Is complete honesty a necessity? In my opinion, absolutley. Without full disclosure, how can we get the best help possible? And the best help is what we need. I even fessed up to the doctor at the start that I had recently been using Nyquil as well as my meds and I told him because it just hit me that I had started using it every night to help me get to sleep and that I didn't have a cold everynight. Full disclosure.

D, I have no doubt that you are a wonderful mom and wife. Smiles. And I have no doubt how concerned you are about that. For a long time, the meds controlled pain for me and I did, indeed, function better for a long time. However, what eventually, and inevitably, will happen is that slowly changes will occur in us. As tolerance builds, more and more opiate is needed for the same effect. Then there comes a saturation point and suddenly the opiate is being used for much more than pain. And slowly, slyly, sneakily, it overtakes who we really are. I slowly began to retreat. More time alone. More time needed to rest and recuperate. It came to a point where the opiate put me into such horrible depression that I was no longer the functioning, hard working, fun loving person I used to be.

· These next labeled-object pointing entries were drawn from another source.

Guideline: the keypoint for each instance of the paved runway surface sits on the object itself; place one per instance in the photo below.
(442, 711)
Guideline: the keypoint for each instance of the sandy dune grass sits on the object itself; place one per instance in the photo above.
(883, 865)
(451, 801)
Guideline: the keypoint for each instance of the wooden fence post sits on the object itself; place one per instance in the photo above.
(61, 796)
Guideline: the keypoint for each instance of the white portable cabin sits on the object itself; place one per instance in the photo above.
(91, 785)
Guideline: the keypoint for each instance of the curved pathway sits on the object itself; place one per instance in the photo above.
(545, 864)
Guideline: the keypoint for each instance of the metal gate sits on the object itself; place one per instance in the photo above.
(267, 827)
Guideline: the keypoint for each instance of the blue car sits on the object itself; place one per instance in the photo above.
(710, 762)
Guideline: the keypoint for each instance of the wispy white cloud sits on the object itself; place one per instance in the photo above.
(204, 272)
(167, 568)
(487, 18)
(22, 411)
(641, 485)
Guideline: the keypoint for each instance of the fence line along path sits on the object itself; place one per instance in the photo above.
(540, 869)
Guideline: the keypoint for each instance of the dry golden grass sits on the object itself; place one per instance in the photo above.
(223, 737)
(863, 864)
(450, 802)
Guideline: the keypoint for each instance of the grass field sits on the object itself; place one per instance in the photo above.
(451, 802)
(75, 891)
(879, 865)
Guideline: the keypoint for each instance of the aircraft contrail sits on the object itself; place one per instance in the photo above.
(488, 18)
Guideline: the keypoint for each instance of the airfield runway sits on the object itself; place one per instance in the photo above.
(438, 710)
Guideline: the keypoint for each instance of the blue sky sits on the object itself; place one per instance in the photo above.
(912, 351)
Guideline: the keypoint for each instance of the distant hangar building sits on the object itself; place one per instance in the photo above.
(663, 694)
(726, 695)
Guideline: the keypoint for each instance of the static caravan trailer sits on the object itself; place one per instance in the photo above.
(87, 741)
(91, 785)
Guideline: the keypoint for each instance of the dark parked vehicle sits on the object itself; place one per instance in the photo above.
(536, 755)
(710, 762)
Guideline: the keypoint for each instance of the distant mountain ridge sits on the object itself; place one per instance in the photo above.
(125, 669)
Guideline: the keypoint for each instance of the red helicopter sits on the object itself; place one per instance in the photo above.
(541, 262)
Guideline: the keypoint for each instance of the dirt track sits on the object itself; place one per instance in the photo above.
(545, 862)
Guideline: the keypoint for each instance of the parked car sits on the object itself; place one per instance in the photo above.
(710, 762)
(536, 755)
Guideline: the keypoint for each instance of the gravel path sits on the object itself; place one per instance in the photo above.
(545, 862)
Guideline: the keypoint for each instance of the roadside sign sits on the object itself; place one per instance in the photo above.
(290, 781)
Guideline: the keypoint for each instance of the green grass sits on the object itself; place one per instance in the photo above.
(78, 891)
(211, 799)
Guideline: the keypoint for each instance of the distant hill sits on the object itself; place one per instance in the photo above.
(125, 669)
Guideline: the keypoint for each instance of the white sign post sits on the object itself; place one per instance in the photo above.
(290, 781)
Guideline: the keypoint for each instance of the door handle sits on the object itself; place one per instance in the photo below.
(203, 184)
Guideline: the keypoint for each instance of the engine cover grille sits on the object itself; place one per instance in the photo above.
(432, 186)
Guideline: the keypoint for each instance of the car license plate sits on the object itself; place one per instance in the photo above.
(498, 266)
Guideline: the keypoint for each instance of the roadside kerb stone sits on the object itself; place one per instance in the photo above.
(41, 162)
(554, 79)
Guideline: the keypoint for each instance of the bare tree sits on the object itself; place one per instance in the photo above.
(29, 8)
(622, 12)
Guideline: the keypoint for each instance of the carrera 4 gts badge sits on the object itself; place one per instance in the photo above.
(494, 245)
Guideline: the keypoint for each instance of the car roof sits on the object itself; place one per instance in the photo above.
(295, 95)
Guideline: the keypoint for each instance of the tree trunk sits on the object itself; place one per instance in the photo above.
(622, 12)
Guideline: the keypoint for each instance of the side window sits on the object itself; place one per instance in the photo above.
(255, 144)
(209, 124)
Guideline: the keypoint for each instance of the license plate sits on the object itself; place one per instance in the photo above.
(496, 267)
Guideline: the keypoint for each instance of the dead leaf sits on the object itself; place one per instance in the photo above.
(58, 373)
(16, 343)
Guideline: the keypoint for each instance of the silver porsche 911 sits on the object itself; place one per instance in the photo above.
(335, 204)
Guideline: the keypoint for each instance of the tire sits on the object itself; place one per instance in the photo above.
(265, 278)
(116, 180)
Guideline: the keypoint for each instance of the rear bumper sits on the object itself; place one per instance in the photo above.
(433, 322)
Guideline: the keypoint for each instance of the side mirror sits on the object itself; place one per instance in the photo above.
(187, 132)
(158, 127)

I guess the deciding factor was when I asked myself, "Is my life better on these med or off?" And the answer slapped me in the face. I didn't even have a real life on them. I was only a shell of who I had been. At my doctor's office that day, my decision was made. I wanted my life back.

I am getting my life back now. The depression is slowly lifting, I am starting to laugh again this week. I am starting to see a glimmer of "me" again.

Can you kick it? Yep, you can. Choose whatever course feels right for you. Know that it will be one of the hardest things you have ever done. Fight for it as though your life depends on it, because your life is exactly what the fight is about. Come back and post. Come back and share.